La domanda è stata posta – e ha risposto – dallo studente di psicologia della Central University of Venezuela Jaimar Tuarez:

L’astronomo Carl Sagan ha detto: “Il numero totale di stelle nell’universo è maggiore di tutti i granelli di sabbia su tutte le spiagge del pianeta Terra”. Parliamo di dieci sestilioni di stelle, un 1 seguito da 22 zeri (1 × 10²²). In termini di dimensioni, l’universo studiato varia, secondo le stime, tra 13 e 48 milioni di anni luce

In confronto, il cervello umano ha circa 1 × 10¹¹ neuroni che si interconnettono tra loro 1 × 10¹¹ volte (in modo mutevole). Tutto questo con un peso di circa 1,5 kg e un volume di 1.300 centimetri cubi. Basta questo per dirci chi siamo: convinzioni, preferenze politiche, predilezioni sportive e di chi ci innamoriamo.

Parallelamente alla sua funzione più importante, quella di garantire la sopravvivenza del corpo che lo ospita, il suo sviluppo esponenziale lo ha portato al paradosso di essere un organo che cerca di capire se stesso. Questo è ciò che facciamo, tra gli altri, neuroscienziati, che cercano di rispondere alla domanda che pone forse la più grande sfida scientifica della storia: come funziona il cervello?

Jaimar Tuarez, “Il cervello umano è la cosa più complessa dell’universo?” a Neurotray (28 ottobre 2020)

Ma ecco la cosa davvero notevole del cervello umano: le persone possono sopravvivere e andare avanti con le loro vite benissimo con un cervello diviso, solo mezzo cervello, o molto meno.
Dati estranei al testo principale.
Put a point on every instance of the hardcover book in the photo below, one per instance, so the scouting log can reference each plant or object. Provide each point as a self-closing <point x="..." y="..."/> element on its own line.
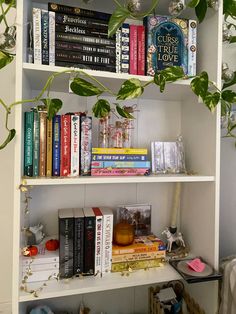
<point x="78" y="241"/>
<point x="89" y="241"/>
<point x="166" y="43"/>
<point x="66" y="236"/>
<point x="138" y="215"/>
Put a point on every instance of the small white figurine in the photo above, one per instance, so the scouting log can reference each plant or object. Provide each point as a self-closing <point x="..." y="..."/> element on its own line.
<point x="173" y="237"/>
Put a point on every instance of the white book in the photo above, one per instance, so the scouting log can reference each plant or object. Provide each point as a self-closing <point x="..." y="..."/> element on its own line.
<point x="98" y="240"/>
<point x="37" y="36"/>
<point x="75" y="141"/>
<point x="51" y="38"/>
<point x="107" y="235"/>
<point x="192" y="47"/>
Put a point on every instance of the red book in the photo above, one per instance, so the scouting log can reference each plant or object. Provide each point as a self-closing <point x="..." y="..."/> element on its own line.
<point x="133" y="50"/>
<point x="141" y="50"/>
<point x="65" y="145"/>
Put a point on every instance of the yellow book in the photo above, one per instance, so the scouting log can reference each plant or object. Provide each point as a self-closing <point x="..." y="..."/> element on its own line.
<point x="119" y="151"/>
<point x="49" y="149"/>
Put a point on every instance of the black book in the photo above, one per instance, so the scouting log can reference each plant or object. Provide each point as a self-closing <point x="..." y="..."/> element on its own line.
<point x="78" y="38"/>
<point x="80" y="21"/>
<point x="89" y="241"/>
<point x="81" y="57"/>
<point x="81" y="66"/>
<point x="66" y="237"/>
<point x="79" y="30"/>
<point x="60" y="8"/>
<point x="99" y="50"/>
<point x="78" y="241"/>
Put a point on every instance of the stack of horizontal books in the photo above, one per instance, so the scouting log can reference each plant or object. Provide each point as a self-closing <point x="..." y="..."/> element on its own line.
<point x="145" y="252"/>
<point x="119" y="162"/>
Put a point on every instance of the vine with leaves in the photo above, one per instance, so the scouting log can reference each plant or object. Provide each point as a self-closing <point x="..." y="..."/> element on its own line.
<point x="132" y="88"/>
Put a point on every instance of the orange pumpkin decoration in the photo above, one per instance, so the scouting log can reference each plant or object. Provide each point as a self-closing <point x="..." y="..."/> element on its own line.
<point x="123" y="233"/>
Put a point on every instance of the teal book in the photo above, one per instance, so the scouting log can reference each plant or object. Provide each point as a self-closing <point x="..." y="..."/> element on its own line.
<point x="36" y="144"/>
<point x="167" y="43"/>
<point x="28" y="143"/>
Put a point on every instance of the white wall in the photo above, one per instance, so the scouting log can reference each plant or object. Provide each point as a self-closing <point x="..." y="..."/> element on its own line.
<point x="7" y="94"/>
<point x="228" y="178"/>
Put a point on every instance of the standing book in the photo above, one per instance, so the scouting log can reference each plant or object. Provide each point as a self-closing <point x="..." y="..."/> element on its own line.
<point x="78" y="241"/>
<point x="66" y="239"/>
<point x="89" y="241"/>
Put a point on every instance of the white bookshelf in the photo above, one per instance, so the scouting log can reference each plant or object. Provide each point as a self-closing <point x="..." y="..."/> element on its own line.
<point x="161" y="116"/>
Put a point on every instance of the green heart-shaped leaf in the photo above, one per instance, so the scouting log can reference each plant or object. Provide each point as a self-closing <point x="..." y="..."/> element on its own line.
<point x="101" y="108"/>
<point x="201" y="10"/>
<point x="53" y="106"/>
<point x="10" y="136"/>
<point x="123" y="113"/>
<point x="130" y="89"/>
<point x="118" y="17"/>
<point x="82" y="87"/>
<point x="5" y="59"/>
<point x="199" y="84"/>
Non solo, ma il nostro cervello si è effettivamente ridotto del 10% negli ultimi 40.000 anni, in coincidenza con spettacolari conquiste intellettuali.

Un paio di altri fatti insoliti sul cervello umano: è precablato per riconoscere la parola e il linguaggio. Questo è importante perché, come commenta Peter Augustine Lawler, mentre recensisce quello di Tom Wolfe Il regno della parola, “La parola è un” superpotere “la cui origine nessuno scienziato può spiegare, uno che ha permesso alla bestia con esso di controllare o possedere ogni altro animale che c’è. Non è semplicemente “uno strumento ingegnoso per la comunicazione”, afferma Wolfe; è un'”arma nucleare” con un potere di trasformazione illimitato.'”

Anche il tipico cervello umano è abbastanza ordinato, piuttosto che la raccolta casuale di eoni di evoluzione neuronale che i ricercatori si aspettavano. E, ancora una volta sorprendentemente, è stranamente simile all’universo nel suo insieme: “Di recente, Franco Vazza, astrofisico dell’Università di Bologna e Alberto Felleti, neurochirurgo dell’Università di Verona, hanno deciso di confrontare la rete di cellule cerebrali umane e la rete di galassie nel nostro universo. Anche se l’universo è 27 ordini di grandezza più grande di un singolo cervello umano, sono emerse notevoli somiglianze.

I nostri cervelli sono case straordinarie per le nostre menti e stiamo appena iniziando a esplorarle.